UrbanAnalyst / dodgr

Distances on Directed Graphs in R
https://urbananalyst.github.io/dodgr/
127 stars 16 forks source link

extract paths #12

Closed mpadge closed 6 years ago

mpadge commented 7 years ago

So that output of dodgr can be used directly in osmprob. cc @karpfen

Robinlovelace commented 6 years ago

dodgr_agregate could be a good name for this.

Robinlovelace commented 6 years ago

@richardellison this could be how we do overline quicker.

Robinlovelace commented 6 years ago

Here's a tiny use case that could be useful for testing:

library(dodgr)
library(stplanr)
#> Loading required package: sp
sl <- routes_fast_sf[2:4, ]
rnet1 <- overline(sl = sl, attrib = "length")
rnet2 <- overline(sl = sl, attrib = "length", buff_dist = 1)
par(mfrow = c(1, 3))
plot(rnet1, lwd = rnet1$length/mean(rnet1$length))
plot(rnet2, lwd = rnet2$length/mean(rnet2$length))
sl$highway <- "highway"

mpadge commented 6 years ago

Note that aggregating flows along paths will require re-instating some of the code now deleted as part of #4

Robinlovelace commented 6 years ago

Great stuff. Note that the answer should be pretty objective as it relies on attribute data that already exists per line. I was expecting sf::st_overlaps() or similar to work. Note that @richardellison is also looking this I believe - suggest we go with whatever is faster to emerge and run!

mpadge commented 6 years ago

one thing occurred to me: i bet that trips made closer to the centres of cities are shorter than those made further out (because trip length should correlate with density of everything). This can't be implemented in any current way to aggregate trips, but i could probably easily do it in dodgr so that the distance decay functions depend themselves on distance from centre. That would be a whole min-research project, and likely a good paper, in its own right. I've got all the data needed for a 7-city comparison via the bikedata package. Thoughts @Robinlovelace?

Robinlovelace commented 6 years ago

Yes I think the idea of distance decay curves varying by location has legs (and wheel) and would be a worthy topic of a paper. One thing you should note about the logistic polynomial curve we used on the pct is that it's the % of people who travel (or p of a single person who makes that trip) that can be expected to go by bike. This is different from the distance decay of people making that trip at all.

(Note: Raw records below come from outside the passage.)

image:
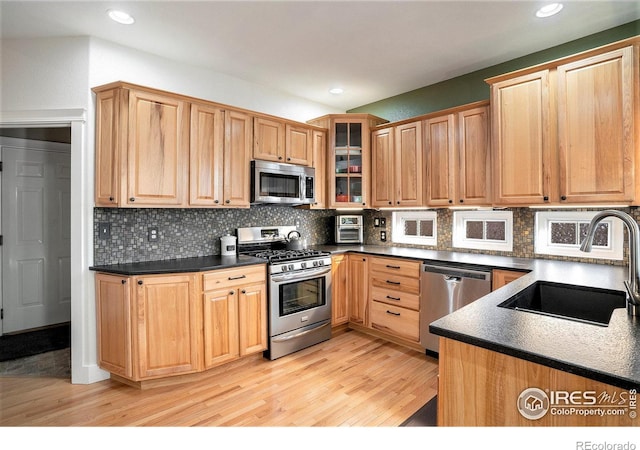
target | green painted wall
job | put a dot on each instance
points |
(472, 87)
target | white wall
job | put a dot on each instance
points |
(45, 79)
(112, 62)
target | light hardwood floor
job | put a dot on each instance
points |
(351, 380)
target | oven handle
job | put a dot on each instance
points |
(302, 333)
(300, 275)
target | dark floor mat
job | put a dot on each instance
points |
(14, 346)
(425, 416)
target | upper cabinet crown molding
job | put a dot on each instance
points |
(567, 134)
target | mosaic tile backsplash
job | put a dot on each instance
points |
(187, 233)
(184, 233)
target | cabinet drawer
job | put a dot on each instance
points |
(401, 322)
(395, 297)
(396, 265)
(395, 281)
(225, 278)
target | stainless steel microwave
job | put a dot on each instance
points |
(349, 230)
(274, 183)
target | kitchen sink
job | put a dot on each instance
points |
(566, 301)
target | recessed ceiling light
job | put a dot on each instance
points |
(549, 10)
(121, 17)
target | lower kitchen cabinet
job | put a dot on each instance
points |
(358, 286)
(339, 295)
(157, 326)
(394, 297)
(167, 325)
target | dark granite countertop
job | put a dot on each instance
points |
(607, 354)
(197, 264)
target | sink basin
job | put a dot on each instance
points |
(565, 301)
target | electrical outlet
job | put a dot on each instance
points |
(104, 230)
(152, 234)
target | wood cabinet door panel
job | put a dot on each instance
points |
(113, 314)
(237, 155)
(358, 289)
(158, 150)
(474, 159)
(220, 313)
(252, 307)
(167, 325)
(339, 295)
(595, 123)
(382, 168)
(268, 139)
(402, 322)
(110, 144)
(521, 139)
(298, 149)
(439, 135)
(206, 156)
(408, 165)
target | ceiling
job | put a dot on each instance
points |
(373, 50)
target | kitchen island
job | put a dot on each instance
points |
(490, 355)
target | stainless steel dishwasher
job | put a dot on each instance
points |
(445, 289)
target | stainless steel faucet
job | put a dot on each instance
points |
(633, 284)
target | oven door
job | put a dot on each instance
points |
(298, 299)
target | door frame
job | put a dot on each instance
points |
(84, 368)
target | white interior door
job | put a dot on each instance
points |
(36, 269)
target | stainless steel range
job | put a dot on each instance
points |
(299, 289)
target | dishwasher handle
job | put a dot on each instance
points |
(457, 272)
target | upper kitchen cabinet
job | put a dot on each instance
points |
(349, 158)
(565, 132)
(522, 140)
(457, 152)
(276, 140)
(396, 166)
(596, 128)
(220, 151)
(142, 148)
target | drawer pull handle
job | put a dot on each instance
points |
(237, 278)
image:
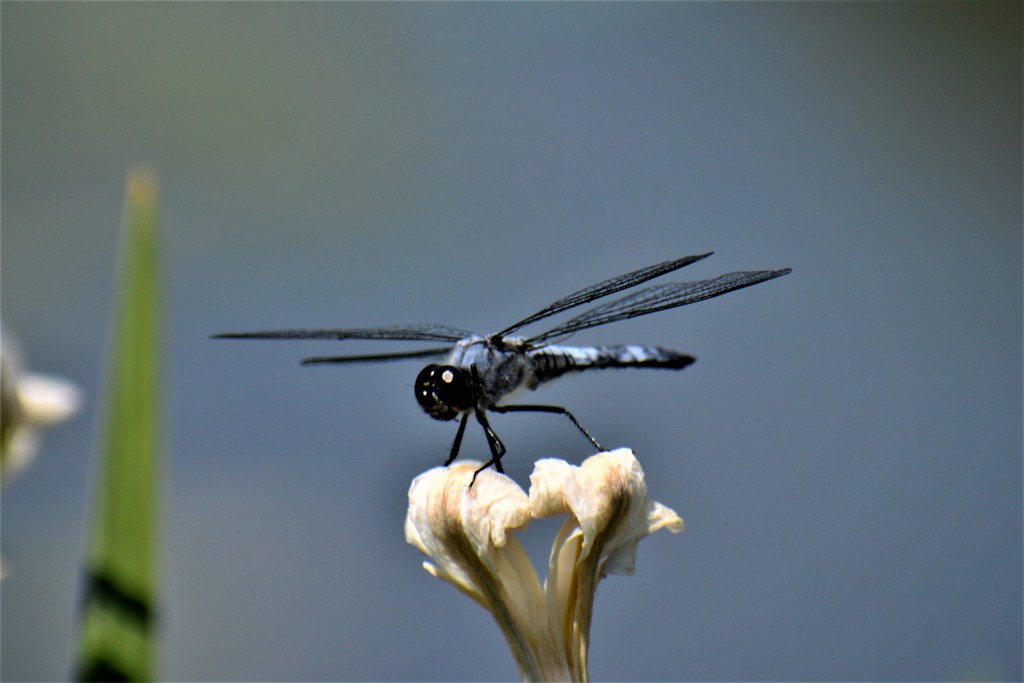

Very good basis for a paper in any case.

On a different but related note. I keep going on about ecological models providing a solid basis for modelling human behaviour patters - check this out:

Paradis, E., Baillie, S.R., Sutherland, W.J., 2002. Modeling large-scale dispersal distances. Ecological Modelling 151, 279–292.

mpadge commented 6 years ago

One of my fundamental refs: Nekola & McGill Ecography (2014) 37:309-320 "Scale dependency in the functional form of the distance decay relationship"

If you read between the lines, most of it applies pretty directly to human behaviour as well

Robinlovelace commented 6 years ago

The problem is with cycling mode choice it turns out distance is not a very powerful predictor in most settings - people will happily cycle 5km when conditions are right but not 3km when they are shoddy. But that can all by modelled and is what @mem48 and I are looking at in CyIPT>

mpadge commented 6 years ago

This is all now implemented. @Robinlovelace @richardellison check out the new functionality from the example of dodgr_flows():

graph <- weight_streetnet (hampi)
from <- sample (graph$from_id, size = 10)
to <- sample (graph$to_id, size = 5)
to <- to [!to %in% from]
flows <- matrix (10 * runif (length (from) * length (to)), nrow = length (from))                                           
graph <- dodgr_flows (graph, from = from, to = to, flows = flows)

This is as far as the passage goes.